A bottle of Brandy or small package of Tobacco can buy several sheep; their primary trade is in cattle skin. Her people are of short in statue and fierce, the Dutch people could not bring them under their rule, so they shot them whenever they see them. This was the message that was displayed about her origin on 9 January 1811. This evil cruelty of exhibiting human beings was well established in Europe at this time and historians have argued that this is at first how Sara was displayed. Sara never allowed herself to be exhibited without clothes on her body and an account of her appearance in London in 1810 makes it clear that she used to put on her clothes, even though it was tight-fitting one.
Fortunately her exhibition in London came few years after the passing of the 1807 slave trade Act, which abolished the slave trade, created a scandal. Many Britons were unhappy about a Dutchman settler exhibiting a slave woman in their country. A society which called itself British abolitionist society, the African Association, conducted a newspaper campaign for her release. They protested for her to be freed while her man Hendrik argued that she was entitled to earn a living, he even compared her to an Irish Giant or a dwarf. Her matter was even taken to court by African Association on 24 November 1810.
She was then questioned before an attorney in Dutch, in which she was fluent, via an interpreter. The interview was criticized because it only focused in the role that her man played in bring her, ignoring the role of Dunlop who was the mastermind behind her degrading. During the interview, her man was not allowed to be in the same room while the mastermind was present throughout the interview. As the results of this, historians have argued the truthfulness and fairness of her interview where she said forced to come to London and she didn’t wish to return to her family and understood that she was guaranteed half of the profits she acquired during her exhibition. The court failed to stop her abusers as the results of her willingness to do it. After that she was exhibited all over England.

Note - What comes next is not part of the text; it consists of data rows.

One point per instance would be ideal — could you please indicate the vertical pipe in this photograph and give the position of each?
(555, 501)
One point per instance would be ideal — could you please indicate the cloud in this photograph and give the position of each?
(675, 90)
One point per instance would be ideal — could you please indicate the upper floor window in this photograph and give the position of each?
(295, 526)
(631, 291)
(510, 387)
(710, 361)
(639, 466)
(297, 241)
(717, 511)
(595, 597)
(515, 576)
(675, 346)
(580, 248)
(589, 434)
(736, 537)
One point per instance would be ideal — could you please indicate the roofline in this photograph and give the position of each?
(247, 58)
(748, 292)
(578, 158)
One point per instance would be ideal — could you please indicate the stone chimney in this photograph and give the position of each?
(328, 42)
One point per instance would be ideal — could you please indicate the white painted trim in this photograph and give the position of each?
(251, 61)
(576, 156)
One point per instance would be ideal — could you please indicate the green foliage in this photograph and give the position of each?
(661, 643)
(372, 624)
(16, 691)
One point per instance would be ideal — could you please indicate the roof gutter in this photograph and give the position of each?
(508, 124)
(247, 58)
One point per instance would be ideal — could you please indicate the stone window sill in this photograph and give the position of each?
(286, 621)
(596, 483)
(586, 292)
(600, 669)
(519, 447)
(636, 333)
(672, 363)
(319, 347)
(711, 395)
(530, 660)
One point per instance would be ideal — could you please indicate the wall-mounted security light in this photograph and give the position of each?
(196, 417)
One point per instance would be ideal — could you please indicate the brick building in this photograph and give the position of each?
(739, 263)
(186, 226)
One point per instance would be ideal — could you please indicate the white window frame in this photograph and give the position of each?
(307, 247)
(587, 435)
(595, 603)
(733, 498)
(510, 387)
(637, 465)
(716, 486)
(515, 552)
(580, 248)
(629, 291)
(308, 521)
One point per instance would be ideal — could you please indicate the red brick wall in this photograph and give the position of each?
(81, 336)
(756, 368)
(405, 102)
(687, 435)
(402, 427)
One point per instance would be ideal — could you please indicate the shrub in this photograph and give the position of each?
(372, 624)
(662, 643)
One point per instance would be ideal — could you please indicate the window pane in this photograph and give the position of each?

Fast forward, a man by the name of Henry Taylor took her to France at around September 1814. Taylor then sold her to an animal trainer, S Reaux, who exhibited her under more unpleasant conditions for 15 months at the Palais royal. In France she was fully enslaved unlike in England and South Africa. In Paris, her exhibition became more clearly associated with scientific racism. French scientists wanted to know about whether she had something that earlier naturalists observed in Khoisan people at the Cape. She was the subject several scientific paintings in March 1815. These scientists wanted her to remove her clothes but refused even if she was promised to be paid money by one attending scientists. Her refusal was in accordance with her cultural norms of modesty. They treated her like an animal; there is evidence that at one point a collar was placed around her neck. She died on 29 December 1815 at the age of 40, her death is suspected of possible smallpox.